Another way of determining the speed and direction of the ship's turn and to make it usable in the sense described is explained in Fig. 4. Herein means 26 an electric motor, which in a known manner with the gyrocompass system one Ship is in such a connection that he depending on the rotation · of the ship in one or the other direction makes a number of revolutions in the unit of time that of the respective Course change of the ship are proportional. The axis of this motor 26 carries a bell magnet 27. To the same axis direction rotatably mounted, but not in mechanical connection with the Bell magnet 27, a cylindrical copper sleeve 28 is arranged on which the lever arm 29 is attached. The lever 29 is in the normal position shown by the spring 30 obtain. If the motor 26 is in operation, the lever 29 is activated by the eddy current effect taken along and swings to one side or the other, and the farther the faster the turn of the motor 26 takes place. As a result, the pivot point 13 of the Lever 12 moved in the same way according to the rotation of the ship, as by the Measuring gyro 21 in the embodiment according to FIGS. 1 to 3.

It is obvious that the same effect, also z. B. with the help of a centrifugal pendulum and a slip clutch can be achieved.

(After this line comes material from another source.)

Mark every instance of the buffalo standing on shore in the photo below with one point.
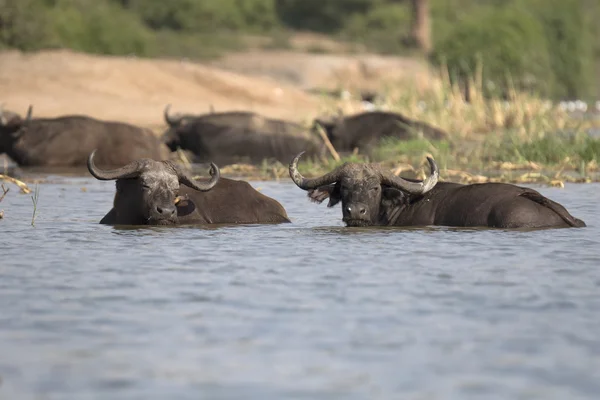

Finally, it should be noted that the invention can also be used in certain cases can find, if the institution is dispensed with which the position of the Always strives to maintain the rudder blade in proportion to the course deviation (main patent, Claim 1). Under certain circumstances, it would be sufficient if one Deviation from course, the rudder is adjusted by an amount determined once and for all it is then only by a device in relation to the speed of rotation is affected. Such an embodiment would e.g. B. result if instead of the Reversing motor 3 with the worms 4 and 10 occur one of those known devices would, with which when establishing a current connection between the contact 6 and The rudder blade 1 is folded over the contact arcs 7 or 8, so that the disc 9 is adjusted by the gyro 21 (Fig. 1) or the electric motor 26 (Fig. 4) for as long as until the power supply between 6 and 7 or 8 is interrupted and thereby the reset of the rudder blade takes place in the central position. Progress against known automatic Steering systems would then consist in the fact that the rudder should not be reset at the moment the ship arrives on the old course, but earlier, and so much earlier, ever the speed of rotation is greater.

Claims (3)

Patent Claims: 1. Device for the automatic control of ships or other vehicles according to patent 252500, characterized in that a device (21, 26) responding to the direction or speed of the respective ship's rotation it is provided that, depending on its setting, the current-closing device controlling the rudder (6 to 9) influenced in the sense of a rudder shift counteracting the rotation of the ship. 2. Apparatus according to claim 1, characterized by the arrangement of a Gyroscope (21) with two degrees of freedom, which is horizontal at rest Axis undergoes angular adjustments when the ship rotates, which is achieved by a suitable gear (23, 17, 15, 16, 13, 12, 14) on the circuit breaker (6 to 9) are transferred. 3. Apparatus according to claim 1, characterized by the arrangement of a Electric motor (26), whose armature shaft in a known manner depending on the vibrations a gyro compass set up on the ship in one sense or the other with a greater or lesser value Speed is rotated, and its rotations now through a suitable Tow coupling (27, 28, 29) and a suitable gear (31, 13, 12, 14) can be transferred to the current connection device (6 to 9). Please refer to the sheet of drawings.